AML package (3) – New features for obligated parties

AML package (4) - New features for obligated parties
AML package (4) – New features for obligated parties

Part 4 of our series on the AML package deals with the changes to the group of obligated parties. In future, the group of obligated parties will be regulated in the directly applicable AML Regulation (AML-R).

Compared to the previous legal situation, the following changes in particular will result:

Crypto asset service providers

Crypto Asset Service Providers (CASPs) have been added to the group of financial institutions (Art. 3 para. 6 AML-R). The inclusion of the definition harmonises the legal situation with the entry into force of Markets in Crypto-assets (MiCAR). The previous German regulation of crypto custodians, which are already obliged entities as financial services institutions (Section 2 para. 1 no. 2 GwG), will thus become obsolete.

Gemstone dealers and dealers in luxury goods

Two new categories of traders have been included:

Firstly, Obligated Persons will in future become dealers in precious stones and high-value metals. A list of such valuable metals and precious stones Annex IVa AML-R (for example: Gold, silver, platinum, palladium and rhodium, diamonds, rubies and sapphires).

On the other hand, obliged entities become traders in luxury goods (currently: Art. 3 para. 3 lit. ea) AML-R). The definition of such goods is based on Annex IIIa AML-R. The list currently includes jewellery or gold or silversmith work with a value of more than EUR 10,000, luxury vehicles with a value of more than EUR 250,000 or aircraft with a value of more than EUR 75,000,000.

Crowdunding service providers and crowdfunding intermediaries

The question of the obligation of crowdfunding service providers was discussed for a long time. The EU Commission’s draft still envisaged defining crowdfunding service providers as obliged entities only if they were not licensed as crowdfunding service providers under the European Crowdfunding Services Providers Regulation (Regulation (EU) 2020/1503, ECSPR). It had already become apparent during the negotiations that the Council and Parliament had other ideas. The agreement now goes even further than the proposals in the Council and Parliament’s negotiating positions. “Crowdfunding service providers” and “crowdfunding intermediaries” are now obliged to fulfil this obligation.

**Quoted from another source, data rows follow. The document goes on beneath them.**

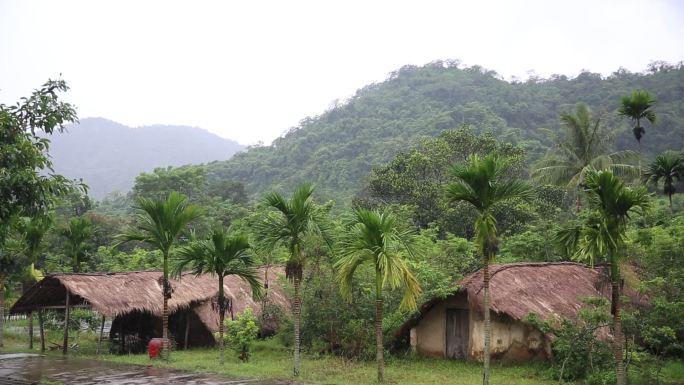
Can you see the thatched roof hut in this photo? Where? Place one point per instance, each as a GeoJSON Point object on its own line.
{"type": "Point", "coordinates": [452, 327]}
{"type": "Point", "coordinates": [134, 300]}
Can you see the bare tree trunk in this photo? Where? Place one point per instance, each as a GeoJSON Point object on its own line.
{"type": "Point", "coordinates": [99, 340]}
{"type": "Point", "coordinates": [222, 314]}
{"type": "Point", "coordinates": [165, 329]}
{"type": "Point", "coordinates": [488, 325]}
{"type": "Point", "coordinates": [2, 310]}
{"type": "Point", "coordinates": [41, 326]}
{"type": "Point", "coordinates": [618, 338]}
{"type": "Point", "coordinates": [187, 330]}
{"type": "Point", "coordinates": [30, 327]}
{"type": "Point", "coordinates": [66, 324]}
{"type": "Point", "coordinates": [296, 312]}
{"type": "Point", "coordinates": [379, 346]}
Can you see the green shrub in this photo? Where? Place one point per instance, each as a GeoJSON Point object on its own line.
{"type": "Point", "coordinates": [241, 332]}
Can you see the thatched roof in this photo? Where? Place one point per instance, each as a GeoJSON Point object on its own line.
{"type": "Point", "coordinates": [548, 289]}
{"type": "Point", "coordinates": [112, 294]}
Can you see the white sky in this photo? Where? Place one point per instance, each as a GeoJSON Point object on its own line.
{"type": "Point", "coordinates": [249, 70]}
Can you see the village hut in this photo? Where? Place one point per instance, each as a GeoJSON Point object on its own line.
{"type": "Point", "coordinates": [133, 300]}
{"type": "Point", "coordinates": [453, 327]}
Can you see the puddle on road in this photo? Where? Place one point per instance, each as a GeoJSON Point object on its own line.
{"type": "Point", "coordinates": [74, 371]}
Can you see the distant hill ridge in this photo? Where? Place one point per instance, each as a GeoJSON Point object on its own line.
{"type": "Point", "coordinates": [337, 149]}
{"type": "Point", "coordinates": [108, 155]}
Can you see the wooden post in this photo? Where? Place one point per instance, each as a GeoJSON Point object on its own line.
{"type": "Point", "coordinates": [187, 329]}
{"type": "Point", "coordinates": [42, 330]}
{"type": "Point", "coordinates": [99, 340]}
{"type": "Point", "coordinates": [66, 324]}
{"type": "Point", "coordinates": [30, 330]}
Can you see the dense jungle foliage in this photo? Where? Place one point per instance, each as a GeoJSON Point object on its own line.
{"type": "Point", "coordinates": [394, 147]}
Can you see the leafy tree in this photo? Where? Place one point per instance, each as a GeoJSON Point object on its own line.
{"type": "Point", "coordinates": [638, 106]}
{"type": "Point", "coordinates": [668, 167]}
{"type": "Point", "coordinates": [222, 254]}
{"type": "Point", "coordinates": [159, 223]}
{"type": "Point", "coordinates": [584, 147]}
{"type": "Point", "coordinates": [242, 332]}
{"type": "Point", "coordinates": [376, 238]}
{"type": "Point", "coordinates": [603, 236]}
{"type": "Point", "coordinates": [484, 182]}
{"type": "Point", "coordinates": [294, 220]}
{"type": "Point", "coordinates": [77, 234]}
{"type": "Point", "coordinates": [28, 184]}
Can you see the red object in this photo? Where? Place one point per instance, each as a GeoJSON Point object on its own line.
{"type": "Point", "coordinates": [155, 347]}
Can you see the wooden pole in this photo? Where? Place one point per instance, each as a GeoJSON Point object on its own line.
{"type": "Point", "coordinates": [187, 329]}
{"type": "Point", "coordinates": [99, 340]}
{"type": "Point", "coordinates": [42, 330]}
{"type": "Point", "coordinates": [30, 330]}
{"type": "Point", "coordinates": [66, 324]}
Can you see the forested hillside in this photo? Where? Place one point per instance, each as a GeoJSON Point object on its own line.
{"type": "Point", "coordinates": [337, 149]}
{"type": "Point", "coordinates": [108, 156]}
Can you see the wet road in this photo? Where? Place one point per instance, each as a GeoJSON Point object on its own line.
{"type": "Point", "coordinates": [29, 368]}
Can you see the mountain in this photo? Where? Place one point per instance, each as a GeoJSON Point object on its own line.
{"type": "Point", "coordinates": [337, 149]}
{"type": "Point", "coordinates": [108, 155]}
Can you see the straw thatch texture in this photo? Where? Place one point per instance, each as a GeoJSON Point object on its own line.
{"type": "Point", "coordinates": [548, 289]}
{"type": "Point", "coordinates": [113, 294]}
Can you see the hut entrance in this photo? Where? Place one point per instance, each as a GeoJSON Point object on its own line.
{"type": "Point", "coordinates": [457, 334]}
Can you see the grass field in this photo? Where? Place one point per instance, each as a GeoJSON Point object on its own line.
{"type": "Point", "coordinates": [273, 361]}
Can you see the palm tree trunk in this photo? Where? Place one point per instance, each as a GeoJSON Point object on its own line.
{"type": "Point", "coordinates": [30, 330]}
{"type": "Point", "coordinates": [165, 311]}
{"type": "Point", "coordinates": [488, 324]}
{"type": "Point", "coordinates": [222, 312]}
{"type": "Point", "coordinates": [2, 310]}
{"type": "Point", "coordinates": [41, 327]}
{"type": "Point", "coordinates": [379, 347]}
{"type": "Point", "coordinates": [296, 313]}
{"type": "Point", "coordinates": [618, 338]}
{"type": "Point", "coordinates": [66, 324]}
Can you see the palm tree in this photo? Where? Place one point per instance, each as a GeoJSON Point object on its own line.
{"type": "Point", "coordinates": [638, 106]}
{"type": "Point", "coordinates": [377, 238]}
{"type": "Point", "coordinates": [160, 222]}
{"type": "Point", "coordinates": [222, 255]}
{"type": "Point", "coordinates": [485, 183]}
{"type": "Point", "coordinates": [77, 232]}
{"type": "Point", "coordinates": [294, 219]}
{"type": "Point", "coordinates": [602, 236]}
{"type": "Point", "coordinates": [668, 167]}
{"type": "Point", "coordinates": [585, 146]}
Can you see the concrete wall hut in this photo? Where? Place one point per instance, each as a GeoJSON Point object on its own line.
{"type": "Point", "coordinates": [453, 327]}
{"type": "Point", "coordinates": [133, 302]}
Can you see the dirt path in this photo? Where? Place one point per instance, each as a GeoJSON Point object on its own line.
{"type": "Point", "coordinates": [29, 368]}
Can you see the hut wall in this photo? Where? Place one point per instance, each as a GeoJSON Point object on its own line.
{"type": "Point", "coordinates": [430, 332]}
{"type": "Point", "coordinates": [511, 341]}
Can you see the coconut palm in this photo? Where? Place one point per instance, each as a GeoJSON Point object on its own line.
{"type": "Point", "coordinates": [376, 238]}
{"type": "Point", "coordinates": [484, 183]}
{"type": "Point", "coordinates": [585, 146]}
{"type": "Point", "coordinates": [290, 223]}
{"type": "Point", "coordinates": [638, 106]}
{"type": "Point", "coordinates": [159, 223]}
{"type": "Point", "coordinates": [668, 167]}
{"type": "Point", "coordinates": [222, 254]}
{"type": "Point", "coordinates": [602, 236]}
{"type": "Point", "coordinates": [77, 233]}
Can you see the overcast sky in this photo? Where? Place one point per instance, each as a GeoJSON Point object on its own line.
{"type": "Point", "coordinates": [249, 70]}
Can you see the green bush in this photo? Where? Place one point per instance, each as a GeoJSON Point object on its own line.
{"type": "Point", "coordinates": [577, 352]}
{"type": "Point", "coordinates": [241, 333]}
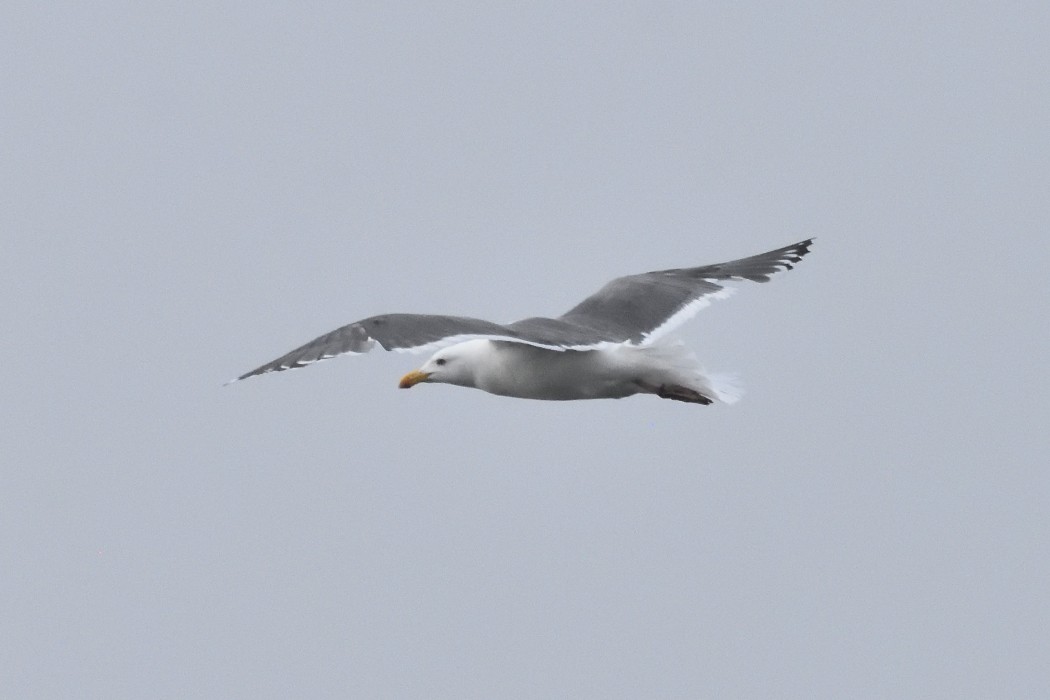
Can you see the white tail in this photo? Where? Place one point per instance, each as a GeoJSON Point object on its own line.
{"type": "Point", "coordinates": [669, 361]}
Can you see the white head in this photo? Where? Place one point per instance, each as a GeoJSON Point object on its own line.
{"type": "Point", "coordinates": [456, 364]}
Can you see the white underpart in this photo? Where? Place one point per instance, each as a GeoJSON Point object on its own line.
{"type": "Point", "coordinates": [525, 372]}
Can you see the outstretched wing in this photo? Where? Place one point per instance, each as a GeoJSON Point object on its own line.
{"type": "Point", "coordinates": [639, 309]}
{"type": "Point", "coordinates": [394, 332]}
{"type": "Point", "coordinates": [635, 309]}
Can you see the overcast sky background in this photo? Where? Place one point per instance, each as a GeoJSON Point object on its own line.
{"type": "Point", "coordinates": [192, 189]}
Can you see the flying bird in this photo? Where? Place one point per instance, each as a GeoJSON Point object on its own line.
{"type": "Point", "coordinates": [612, 344]}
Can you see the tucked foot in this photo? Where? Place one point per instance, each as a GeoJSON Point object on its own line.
{"type": "Point", "coordinates": [676, 393]}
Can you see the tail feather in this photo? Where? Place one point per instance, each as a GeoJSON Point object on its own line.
{"type": "Point", "coordinates": [676, 364]}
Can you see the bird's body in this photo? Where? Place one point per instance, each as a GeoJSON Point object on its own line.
{"type": "Point", "coordinates": [613, 344]}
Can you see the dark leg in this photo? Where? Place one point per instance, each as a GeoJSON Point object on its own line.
{"type": "Point", "coordinates": [676, 393]}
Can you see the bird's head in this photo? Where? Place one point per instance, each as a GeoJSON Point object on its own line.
{"type": "Point", "coordinates": [449, 365]}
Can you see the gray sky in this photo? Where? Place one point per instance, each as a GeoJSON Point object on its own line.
{"type": "Point", "coordinates": [192, 189]}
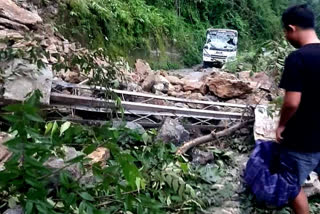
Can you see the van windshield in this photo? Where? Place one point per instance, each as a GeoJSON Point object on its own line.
{"type": "Point", "coordinates": [224, 41]}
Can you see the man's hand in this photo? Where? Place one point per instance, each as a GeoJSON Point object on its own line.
{"type": "Point", "coordinates": [279, 131]}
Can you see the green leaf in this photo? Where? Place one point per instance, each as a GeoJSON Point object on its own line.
{"type": "Point", "coordinates": [34, 117]}
{"type": "Point", "coordinates": [29, 207]}
{"type": "Point", "coordinates": [64, 127]}
{"type": "Point", "coordinates": [48, 128]}
{"type": "Point", "coordinates": [138, 183]}
{"type": "Point", "coordinates": [181, 190]}
{"type": "Point", "coordinates": [76, 159]}
{"type": "Point", "coordinates": [54, 128]}
{"type": "Point", "coordinates": [168, 201]}
{"type": "Point", "coordinates": [86, 196]}
{"type": "Point", "coordinates": [175, 185]}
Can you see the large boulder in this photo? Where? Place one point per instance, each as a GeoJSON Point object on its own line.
{"type": "Point", "coordinates": [201, 157]}
{"type": "Point", "coordinates": [225, 85]}
{"type": "Point", "coordinates": [11, 11]}
{"type": "Point", "coordinates": [4, 152]}
{"type": "Point", "coordinates": [156, 83]}
{"type": "Point", "coordinates": [129, 125]}
{"type": "Point", "coordinates": [100, 155]}
{"type": "Point", "coordinates": [173, 132]}
{"type": "Point", "coordinates": [195, 82]}
{"type": "Point", "coordinates": [174, 80]}
{"type": "Point", "coordinates": [142, 70]}
{"type": "Point", "coordinates": [257, 80]}
{"type": "Point", "coordinates": [15, 210]}
{"type": "Point", "coordinates": [21, 78]}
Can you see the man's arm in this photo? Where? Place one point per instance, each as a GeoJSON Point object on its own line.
{"type": "Point", "coordinates": [289, 108]}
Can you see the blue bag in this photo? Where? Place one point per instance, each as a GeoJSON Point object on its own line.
{"type": "Point", "coordinates": [273, 182]}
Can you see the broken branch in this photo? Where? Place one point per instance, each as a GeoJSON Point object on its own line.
{"type": "Point", "coordinates": [213, 136]}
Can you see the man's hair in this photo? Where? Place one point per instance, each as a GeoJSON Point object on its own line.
{"type": "Point", "coordinates": [299, 15]}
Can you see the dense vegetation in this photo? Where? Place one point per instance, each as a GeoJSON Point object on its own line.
{"type": "Point", "coordinates": [141, 176]}
{"type": "Point", "coordinates": [123, 27]}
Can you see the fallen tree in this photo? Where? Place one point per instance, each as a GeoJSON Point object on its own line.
{"type": "Point", "coordinates": [213, 136]}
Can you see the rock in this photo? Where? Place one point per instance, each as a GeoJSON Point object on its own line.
{"type": "Point", "coordinates": [4, 152]}
{"type": "Point", "coordinates": [58, 163]}
{"type": "Point", "coordinates": [226, 85]}
{"type": "Point", "coordinates": [196, 96]}
{"type": "Point", "coordinates": [265, 126]}
{"type": "Point", "coordinates": [312, 186]}
{"type": "Point", "coordinates": [10, 34]}
{"type": "Point", "coordinates": [130, 125]}
{"type": "Point", "coordinates": [174, 80]}
{"type": "Point", "coordinates": [21, 78]}
{"type": "Point", "coordinates": [173, 132]}
{"type": "Point", "coordinates": [158, 88]}
{"type": "Point", "coordinates": [11, 11]}
{"type": "Point", "coordinates": [16, 210]}
{"type": "Point", "coordinates": [258, 97]}
{"type": "Point", "coordinates": [101, 155]}
{"type": "Point", "coordinates": [156, 83]}
{"type": "Point", "coordinates": [201, 157]}
{"type": "Point", "coordinates": [134, 87]}
{"type": "Point", "coordinates": [257, 80]}
{"type": "Point", "coordinates": [262, 80]}
{"type": "Point", "coordinates": [245, 75]}
{"type": "Point", "coordinates": [142, 69]}
{"type": "Point", "coordinates": [148, 82]}
{"type": "Point", "coordinates": [72, 77]}
{"type": "Point", "coordinates": [193, 85]}
{"type": "Point", "coordinates": [12, 25]}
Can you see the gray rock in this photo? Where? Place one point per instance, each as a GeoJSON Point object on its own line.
{"type": "Point", "coordinates": [15, 13]}
{"type": "Point", "coordinates": [201, 157]}
{"type": "Point", "coordinates": [129, 125]}
{"type": "Point", "coordinates": [172, 131]}
{"type": "Point", "coordinates": [58, 163]}
{"type": "Point", "coordinates": [16, 210]}
{"type": "Point", "coordinates": [134, 87]}
{"type": "Point", "coordinates": [21, 78]}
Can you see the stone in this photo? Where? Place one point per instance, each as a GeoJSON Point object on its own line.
{"type": "Point", "coordinates": [227, 86]}
{"type": "Point", "coordinates": [23, 78]}
{"type": "Point", "coordinates": [174, 80]}
{"type": "Point", "coordinates": [11, 11]}
{"type": "Point", "coordinates": [134, 87]}
{"type": "Point", "coordinates": [193, 85]}
{"type": "Point", "coordinates": [129, 125]}
{"type": "Point", "coordinates": [72, 77]}
{"type": "Point", "coordinates": [12, 25]}
{"type": "Point", "coordinates": [4, 152]}
{"type": "Point", "coordinates": [262, 80]}
{"type": "Point", "coordinates": [142, 69]}
{"type": "Point", "coordinates": [57, 163]}
{"type": "Point", "coordinates": [158, 87]}
{"type": "Point", "coordinates": [201, 157]}
{"type": "Point", "coordinates": [265, 126]}
{"type": "Point", "coordinates": [100, 155]}
{"type": "Point", "coordinates": [312, 186]}
{"type": "Point", "coordinates": [172, 131]}
{"type": "Point", "coordinates": [148, 82]}
{"type": "Point", "coordinates": [16, 210]}
{"type": "Point", "coordinates": [10, 34]}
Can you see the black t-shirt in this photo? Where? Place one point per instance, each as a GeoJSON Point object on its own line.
{"type": "Point", "coordinates": [302, 74]}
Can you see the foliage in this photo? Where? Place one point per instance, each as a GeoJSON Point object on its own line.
{"type": "Point", "coordinates": [142, 176]}
{"type": "Point", "coordinates": [120, 27]}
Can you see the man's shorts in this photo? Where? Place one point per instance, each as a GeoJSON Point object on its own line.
{"type": "Point", "coordinates": [305, 163]}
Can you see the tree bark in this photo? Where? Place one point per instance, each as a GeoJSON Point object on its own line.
{"type": "Point", "coordinates": [212, 137]}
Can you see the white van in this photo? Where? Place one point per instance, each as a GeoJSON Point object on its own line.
{"type": "Point", "coordinates": [221, 47]}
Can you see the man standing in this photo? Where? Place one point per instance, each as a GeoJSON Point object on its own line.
{"type": "Point", "coordinates": [299, 127]}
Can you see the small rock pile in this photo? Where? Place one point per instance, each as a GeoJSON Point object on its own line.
{"type": "Point", "coordinates": [209, 85]}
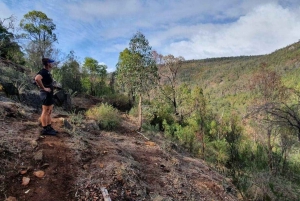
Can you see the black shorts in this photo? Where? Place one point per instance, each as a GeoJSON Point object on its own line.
{"type": "Point", "coordinates": [46, 98]}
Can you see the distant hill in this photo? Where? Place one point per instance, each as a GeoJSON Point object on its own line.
{"type": "Point", "coordinates": [225, 80]}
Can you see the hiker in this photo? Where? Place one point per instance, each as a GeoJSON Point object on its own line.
{"type": "Point", "coordinates": [45, 82]}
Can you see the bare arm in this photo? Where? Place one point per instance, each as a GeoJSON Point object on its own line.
{"type": "Point", "coordinates": [38, 79]}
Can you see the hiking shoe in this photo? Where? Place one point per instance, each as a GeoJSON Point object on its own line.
{"type": "Point", "coordinates": [48, 132]}
{"type": "Point", "coordinates": [52, 129]}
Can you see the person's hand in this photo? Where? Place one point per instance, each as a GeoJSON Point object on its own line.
{"type": "Point", "coordinates": [47, 89]}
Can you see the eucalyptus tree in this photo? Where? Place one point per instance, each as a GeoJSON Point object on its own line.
{"type": "Point", "coordinates": [9, 48]}
{"type": "Point", "coordinates": [38, 29]}
{"type": "Point", "coordinates": [94, 76]}
{"type": "Point", "coordinates": [136, 69]}
{"type": "Point", "coordinates": [168, 72]}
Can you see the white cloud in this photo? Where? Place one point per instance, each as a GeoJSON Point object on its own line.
{"type": "Point", "coordinates": [261, 31]}
{"type": "Point", "coordinates": [5, 12]}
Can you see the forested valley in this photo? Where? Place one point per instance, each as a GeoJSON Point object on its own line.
{"type": "Point", "coordinates": [239, 115]}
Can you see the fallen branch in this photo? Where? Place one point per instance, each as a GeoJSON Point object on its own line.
{"type": "Point", "coordinates": [105, 194]}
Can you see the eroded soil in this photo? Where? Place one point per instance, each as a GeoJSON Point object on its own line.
{"type": "Point", "coordinates": [82, 159]}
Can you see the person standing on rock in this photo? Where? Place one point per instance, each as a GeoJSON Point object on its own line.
{"type": "Point", "coordinates": [45, 82]}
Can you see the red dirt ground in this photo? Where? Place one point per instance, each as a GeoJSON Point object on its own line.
{"type": "Point", "coordinates": [81, 160]}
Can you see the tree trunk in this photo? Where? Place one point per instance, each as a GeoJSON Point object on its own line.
{"type": "Point", "coordinates": [140, 113]}
{"type": "Point", "coordinates": [270, 158]}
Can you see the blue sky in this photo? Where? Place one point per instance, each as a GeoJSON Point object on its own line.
{"type": "Point", "coordinates": [194, 29]}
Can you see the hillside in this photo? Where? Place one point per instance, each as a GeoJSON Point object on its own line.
{"type": "Point", "coordinates": [225, 81]}
{"type": "Point", "coordinates": [81, 160]}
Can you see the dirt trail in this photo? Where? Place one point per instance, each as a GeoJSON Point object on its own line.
{"type": "Point", "coordinates": [79, 161]}
{"type": "Point", "coordinates": [32, 152]}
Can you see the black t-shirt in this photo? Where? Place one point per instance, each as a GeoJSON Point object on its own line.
{"type": "Point", "coordinates": [47, 78]}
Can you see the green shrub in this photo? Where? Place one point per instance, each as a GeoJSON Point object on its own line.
{"type": "Point", "coordinates": [105, 115]}
{"type": "Point", "coordinates": [134, 111]}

Crowdfunding service providers are those within the meaning of Art. 2 para. 1 ECSPR, i.e. licensed crowdfunding service providers (Art. 2 para. 14 b) AML-R).

Crowdfunding intermediaries are service providers that:

  • are not crowdfunding service providers, and who
    Transactions between
    • Promoters seeking funding for specific projects, including specific events or causes, or
    • Founders seeking funding to finance projects by taking out (interest-bearing and non-interest-bearing) loans or donations
    • via an internet-based information system that is accessible to the public or a limited number of investors.

This definition excludes financing via peer-to-peer loans, which do not fall within the scope of the ECSPR, provided that a consumer or natural person does not take out a loan to finance a specific purpose or cause.

However, according to this understanding, brokering is included under Section 2a VermAnlG.

Loan broker

Intermediaries of consumer loans and property loans are also included in the group of obliged entities (Art. 2 (3) (k) AML-R). In order to avoid double supervision, intermediaries acting on behalf of a credit institution granting a loan are excluded. How the feature “[…] carrying out activities under the responsibility of one or more creditors […]” inserted in the trilogue agreements will be interpreted remains unclear at present, as intermediation does not usually require exclusivity or the like, where the lender is responsible for the intermediation service.

Football clubs and players’ agents

Football clubs (Art. 3 para. 3 lit. lc) and players’ agents (Art. 3 para. 3 lit. lb) have been newly included (with publicity). While players’ agents are obligated parties per se, the obligation for football clubs only applies to certain transactions, including transactions with investors or transactions with sponsors. Furthermore, national states can provide for exemptions for particularly small football clubs with low turnover (Art. 4a).

And what about traders in goods?

There are simplifications for goods traders, who were already subject to due diligence obligations under current law only in certain cases. The introduction of the (widely discussed in the media) cash ceiling (see Art. 59 AML-R) means that the obligation to apply due diligence no longer applies.


This overview is only a small selection of the changes. It will only gradually become clear what changes will result in detail for existing obliged entities (such as lawyers who advise on tax matters) or what effects there will be for the “newcomers” to the group of obliged entities.